Çocukların cinsel istismara maruz bırakılmaları meşrulaştırılıyor. Yetişkinlerin çocukları cinsel yönden sömürmesi anlamına gelen cinsel istismar suçu, çocuğun bedenini bir bütün olarak görmekten uzak, sadece cinsel organlara yönelik temas olarak algılanmaya devam ediyor. Failler korunuyor, erken yaşta evliliklere izin verilmesi ve önünün açılması ile meşrulaştırılıyor. Çocukların bedensel söz hakları yok sayılıyor. Sözleşmenin 17, 29 ve 30. maddelerindeki çekinceleri kaldırarak çocuklara ana dilinde eğitim hakkının tanınması gerekirken, ayırımcı ve asimilasyoncu uygulamalar devam ediyor.
Sivil yerleşim bölgelerindeki askeri mühimmatın neden olduğu çocuk ölümleri ve askeri araçların çarpması sonucu sakat kalan ve ölen çocuklar için önceden gerekli tedbirler alınmıyor. Cezaevlerindeki çocuklara yönelik kötü muamele, işkence ve istismarlar devam ediyor" ifadelerine yer verildi.
"Çünkü çocuk hakları görmezden gelinemez"
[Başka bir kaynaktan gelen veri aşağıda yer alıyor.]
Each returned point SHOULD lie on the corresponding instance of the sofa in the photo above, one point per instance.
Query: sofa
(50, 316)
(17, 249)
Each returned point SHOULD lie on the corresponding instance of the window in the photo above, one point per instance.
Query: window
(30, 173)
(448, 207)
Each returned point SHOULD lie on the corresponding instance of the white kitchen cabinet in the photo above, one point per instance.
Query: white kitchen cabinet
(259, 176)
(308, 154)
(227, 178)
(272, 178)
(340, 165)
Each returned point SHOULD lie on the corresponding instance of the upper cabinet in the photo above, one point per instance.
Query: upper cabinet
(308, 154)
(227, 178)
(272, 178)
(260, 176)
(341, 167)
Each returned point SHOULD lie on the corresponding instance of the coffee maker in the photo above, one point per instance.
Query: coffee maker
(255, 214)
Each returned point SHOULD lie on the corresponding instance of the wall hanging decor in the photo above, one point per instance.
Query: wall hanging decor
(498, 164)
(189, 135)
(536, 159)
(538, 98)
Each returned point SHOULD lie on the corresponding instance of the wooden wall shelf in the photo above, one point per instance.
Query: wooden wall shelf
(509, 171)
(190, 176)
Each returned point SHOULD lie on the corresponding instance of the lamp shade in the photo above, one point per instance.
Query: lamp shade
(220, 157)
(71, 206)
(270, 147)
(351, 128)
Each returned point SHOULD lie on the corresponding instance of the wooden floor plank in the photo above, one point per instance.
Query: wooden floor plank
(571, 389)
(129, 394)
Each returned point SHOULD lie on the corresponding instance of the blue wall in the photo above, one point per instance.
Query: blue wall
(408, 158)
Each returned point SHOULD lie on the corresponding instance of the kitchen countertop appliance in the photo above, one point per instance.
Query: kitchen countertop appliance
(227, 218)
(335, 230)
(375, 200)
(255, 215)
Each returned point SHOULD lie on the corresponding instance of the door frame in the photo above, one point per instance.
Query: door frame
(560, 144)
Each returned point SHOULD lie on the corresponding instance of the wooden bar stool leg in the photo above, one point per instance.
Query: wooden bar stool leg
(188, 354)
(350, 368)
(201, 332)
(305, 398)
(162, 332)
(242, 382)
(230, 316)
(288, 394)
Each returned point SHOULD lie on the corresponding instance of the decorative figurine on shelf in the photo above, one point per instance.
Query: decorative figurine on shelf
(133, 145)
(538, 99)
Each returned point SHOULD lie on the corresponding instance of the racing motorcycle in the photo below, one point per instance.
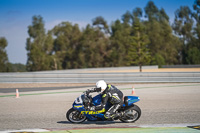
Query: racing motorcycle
(80, 109)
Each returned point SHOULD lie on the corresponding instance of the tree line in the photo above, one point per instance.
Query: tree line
(140, 37)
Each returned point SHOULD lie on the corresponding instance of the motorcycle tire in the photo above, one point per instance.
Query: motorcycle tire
(131, 115)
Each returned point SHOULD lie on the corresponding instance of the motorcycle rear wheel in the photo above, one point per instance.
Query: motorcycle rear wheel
(75, 116)
(131, 115)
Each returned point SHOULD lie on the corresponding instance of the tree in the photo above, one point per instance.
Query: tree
(38, 54)
(183, 25)
(163, 44)
(138, 52)
(95, 47)
(101, 23)
(66, 45)
(3, 55)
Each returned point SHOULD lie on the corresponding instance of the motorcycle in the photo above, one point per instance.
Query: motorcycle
(80, 109)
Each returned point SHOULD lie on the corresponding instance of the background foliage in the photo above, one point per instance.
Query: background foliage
(141, 37)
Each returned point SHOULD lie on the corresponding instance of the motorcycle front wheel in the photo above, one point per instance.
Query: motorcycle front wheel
(131, 115)
(75, 116)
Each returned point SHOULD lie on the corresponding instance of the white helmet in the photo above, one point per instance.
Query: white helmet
(101, 84)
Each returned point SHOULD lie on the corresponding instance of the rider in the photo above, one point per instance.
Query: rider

Açıklamada son olarak şu sözlere yer verildi, Oysa Çocuk Hakları, tüm çocuklar içindir. Çocuklar arasında ayırımcılık yapılamaz. Her çocuğun yaşama ve gelişme hakkı vardır. Her çocuğun görüşlerini ifade etme ve hakkında verilen kararlara katılım hakkı vardır. Çocuk Hakları Sözleşmesi; Her çocuğun hak sahibi bir kişi olduğunu vurgular. 0-18 yaş arasındaki herkes içindir. Çocuklar için özel bir statüdür. Çocukların gelişimsel özellikleri veya henüz reşit sayılmamaları nedeniyle yetişkinlerin koruyucu ve özgürleştirici önlemler almasını gerektirir. Tüm yetişkinlere sorumluluklarını, devlete de yükümlülüklerini tanımlar. Türkiye`nin de imzacı olduğu, onayladığı, yürürlüğe koyduğu ama yükümlülüklerini yerine getirmediği Birleşmiş Milletler Çocuk Haklarına Dair Sözleşme`nin gerekliliklerini ısrarla ve inatla hatırlatmaya, talep etmeye devam ediyoruz. Çünkü çocuk hakları hiçbir bahaneyle görmezden gelinemez, ertelenemez, esnetilemez."